Evidence from SEM and XRD analysis suggests that most of the clay minerals in the lacustrine facies and even some in the subaerial facies are authigenic in origin. Starkey and Blackmon (1979) interpreted most clay minerals in lacustrine mudstones as being dominantly detrital; however, the dominance of trioctahedral smectite, homogeneity of clay mineral compositions in the lacustrine mudstones, and SEM textures observed in this work suggest an authigenic origin. Trioctahedral smectite + sepiolite + carbonate assemblages are well documented in Pliocene–Pleistocene spring and shallow lake deposits in the Amargosa Desert and are interpreted to have precipitated from pH-neutral, fresh spring waters (Khoury et al., 1982). Clay mineral authigenesis in lacustrine mudstones near spring deposits along the northern margin of Lake Tecopa (sections LT-1 and LT-2), where sepiolite and palygorskite are observed with trioctahedral smectite, likely precipitated in a similar chemical setting. However, trioctahedral smectite also formed within the lake as a result of reaction of detrital clay minerals with Mg-bearing alkaline and mildly saline pore fluids, similar to conditions described by Banfield et al. (1991) at Lake Abert, Oregon (Jones and Weir, 1983), and Deocampo et al. (2002) and Hover and Ashley (2003) at Olduvai Gorge, Tanzania. SEM evidence (Fig. 6) suggests that smectite authigenesis also occurred during the early phases of hydration and solution of volcanic glass in tuffaceous strata (e.g., Taylor and Surdam, 1981); however, this likely resulted in more aluminous, dioctahedral clay compositions. Illite tends to dominate in the authigenic potassium feldspar and albite mineral facies and clearly shows authigenic mineral textures (Fig. 6). Unlike similar occurrences of illite at Olduvai Gorge (Hay and Kyser, 2001), little or no mixed layering with smectite is observed.

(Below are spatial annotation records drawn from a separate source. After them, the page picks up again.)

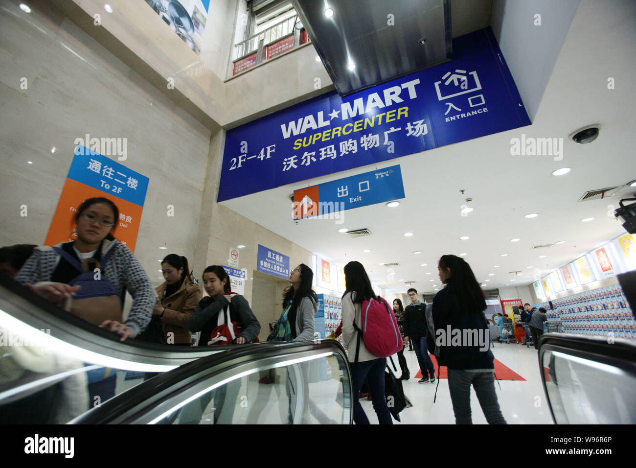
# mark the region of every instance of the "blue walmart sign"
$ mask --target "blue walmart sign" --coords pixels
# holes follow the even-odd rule
[[[489,28],[452,62],[229,131],[218,201],[530,124]]]

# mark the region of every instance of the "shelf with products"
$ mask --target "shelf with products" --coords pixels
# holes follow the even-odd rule
[[[565,333],[613,336],[636,339],[636,320],[619,285],[579,293],[552,301],[548,321],[560,321]],[[544,306],[543,307],[545,307]]]

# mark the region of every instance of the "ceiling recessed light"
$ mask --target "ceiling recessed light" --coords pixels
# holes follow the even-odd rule
[[[567,174],[572,169],[569,167],[562,167],[561,169],[558,169],[552,173],[553,176],[562,176],[563,174]]]

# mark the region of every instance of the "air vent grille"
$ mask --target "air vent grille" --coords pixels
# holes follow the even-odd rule
[[[579,199],[579,201],[600,200],[602,198],[609,198],[610,197],[614,196],[616,192],[622,188],[623,185],[619,185],[618,187],[600,188],[597,190],[588,190],[583,194],[583,196]]]
[[[352,238],[361,238],[363,236],[371,236],[371,231],[368,229],[356,229],[356,230],[348,230],[347,234]]]

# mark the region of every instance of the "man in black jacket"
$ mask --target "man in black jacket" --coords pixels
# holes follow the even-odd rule
[[[419,383],[435,381],[435,368],[429,357],[426,350],[426,317],[424,312],[426,304],[422,304],[417,297],[417,291],[411,288],[407,292],[411,304],[404,310],[404,335],[413,343],[417,356],[417,362],[422,371]]]

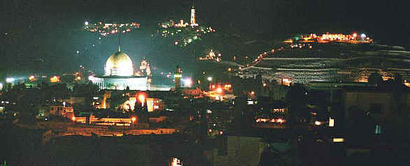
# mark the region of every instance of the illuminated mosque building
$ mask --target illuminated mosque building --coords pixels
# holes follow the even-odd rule
[[[131,58],[124,52],[118,52],[111,55],[107,60],[103,75],[90,76],[89,80],[98,86],[100,89],[146,91],[149,89],[151,70],[149,64],[143,59],[138,70],[134,70],[134,64]]]

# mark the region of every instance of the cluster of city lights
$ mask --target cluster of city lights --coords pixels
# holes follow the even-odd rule
[[[256,123],[284,123],[285,120],[283,119],[262,119],[262,118],[259,118],[259,119],[256,119],[256,120],[255,120],[255,121],[256,121]]]
[[[325,43],[329,42],[338,43],[348,43],[352,44],[363,44],[370,43],[373,40],[369,38],[366,34],[357,33],[352,34],[342,34],[342,33],[326,33],[322,35],[316,35],[314,33],[300,35],[300,36],[294,37],[293,39],[286,39],[284,43]],[[312,47],[311,47],[312,48]]]
[[[205,57],[199,57],[199,60],[211,60],[215,61],[222,61],[222,53],[218,53],[218,56],[215,54],[214,50],[211,50],[209,54],[206,54]]]
[[[97,33],[100,36],[108,36],[115,33],[131,33],[140,28],[140,23],[90,23],[85,22],[84,29],[92,33]],[[98,37],[101,39],[101,37]]]
[[[173,20],[159,24],[157,32],[161,36],[166,38],[174,39],[174,45],[185,47],[193,43],[195,40],[200,39],[203,35],[214,33],[215,29],[211,27],[199,26],[198,24],[184,23],[181,20],[175,24]]]

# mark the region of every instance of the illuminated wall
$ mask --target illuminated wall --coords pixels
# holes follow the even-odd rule
[[[124,90],[129,87],[130,90],[147,91],[149,85],[147,83],[147,77],[94,77],[89,78],[93,84],[98,86],[100,89]]]

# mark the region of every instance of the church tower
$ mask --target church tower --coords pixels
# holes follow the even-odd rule
[[[192,8],[191,8],[191,24],[196,24],[195,23],[195,7],[193,6],[193,1],[192,1]]]

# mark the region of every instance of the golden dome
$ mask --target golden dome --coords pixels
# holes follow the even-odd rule
[[[122,52],[112,54],[105,63],[105,75],[131,76],[134,73],[133,61]]]

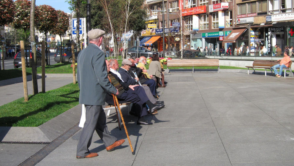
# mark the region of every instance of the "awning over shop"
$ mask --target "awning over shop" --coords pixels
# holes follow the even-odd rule
[[[247,29],[246,28],[233,29],[223,41],[223,43],[235,43],[236,40]]]
[[[139,44],[139,46],[143,46],[145,42],[148,41],[149,39],[151,39],[152,37],[146,37],[142,39],[140,41],[140,43]]]
[[[161,37],[161,36],[152,36],[149,40],[144,43],[145,46],[152,46],[152,44],[155,42]]]

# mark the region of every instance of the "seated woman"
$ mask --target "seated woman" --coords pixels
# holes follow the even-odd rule
[[[159,87],[166,87],[165,84],[164,77],[162,77],[162,75],[163,70],[160,65],[160,62],[159,61],[159,58],[157,54],[154,54],[152,58],[152,61],[149,65],[149,70],[148,73],[152,75],[155,76],[156,78],[157,85]],[[162,85],[160,85],[159,78],[163,78]]]

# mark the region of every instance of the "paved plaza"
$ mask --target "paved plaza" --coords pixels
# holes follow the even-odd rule
[[[112,135],[125,139],[122,146],[108,152],[94,133],[89,149],[99,156],[76,159],[80,130],[36,165],[294,165],[294,77],[247,72],[166,74],[166,87],[158,89],[166,106],[148,116],[153,125],[137,125],[123,110],[135,155],[112,111],[107,125]],[[79,122],[80,108],[70,114],[72,124]],[[0,144],[0,165],[18,165],[46,145]]]

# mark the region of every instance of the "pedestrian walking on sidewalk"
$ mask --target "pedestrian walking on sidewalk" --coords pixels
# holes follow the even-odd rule
[[[99,29],[88,33],[89,44],[79,54],[78,57],[78,82],[80,87],[79,103],[85,105],[86,121],[78,143],[77,158],[90,158],[98,156],[90,153],[94,131],[97,134],[108,151],[124,142],[110,135],[106,125],[106,116],[102,108],[106,92],[118,95],[118,90],[107,77],[107,70],[104,52],[99,47],[105,31]],[[80,124],[80,125],[81,124]]]

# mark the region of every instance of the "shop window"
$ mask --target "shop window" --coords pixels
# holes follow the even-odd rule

Formation of illite is favored by a high K/Mg ratio and salinity, and likely results from neo-formation from the most saline pore-fluid compositions (Hover and Ashley, 2003).
Reaction of volcanic glass and other labile silicate materials with increasingly saline and alkaline waters have been shown through field observations (Hay, 1966; Surdam and Eugster, 1976; Taylor and Surdam, 1981) and laboratory investigations (Wirsching, 1976; Hawkins et al., 1978; Hawkins, 1981) to result in precipitation of a suite of authigenic clay minerals, zeolites, potassium feldspar, and silica minerals. Alkali zeolites line pores and partially replace shards and pumice, and include the most commonly observed alkali zeolites in saline, alkaline lake deposits (Chipera and Apps, 2001), i.e., phillipsite, clinoptilolite, erionite, chabazite, and analcime (Fig. 6). The silica-rich alkali zeolites (excluding analcime) are favored by dissolved silica contents greater than that of quartz saturation and lower dissolved sodium contents; however, the actual mineral species that dominates appears most sensitive to pH (silica and aluminum solubility) and cation ratios (Surdam and Eugster, 1976; Surdam, 1977; Bowers and Burns, 1990; Chipera and Apps, 2001). The commonly observed assemblage of phillipsite, clinoptilolite, and erionite in Lake Tecopa sediments suggests that subtle changes in pore-fluid conditions may have controlled the presence of these mineral species. Chabazite is more limited to basin-central locations and may reflect later stage equilibration with potassium feldspar or analcime, consistent with geochemical modeling results of Chipera and Apps (2001). Analcime is not abundant in the Tecopa beds, but is found in presumed reaction relationship with phillipsite (Fig. 6C) and in minor to common amounts in association with authigenic potassium feldspar and albite in the basin-central facies. Authigenic potassium feldspar and accompanying illite are ubiquitous in the central part of the Tecopa basin and are interpreted to reflect reaction with the most concentrated pore waters, similar to observations in other saline, alkaline lake environments (Surdam and Sheppard, 1978; Hay and Kyser, 2001).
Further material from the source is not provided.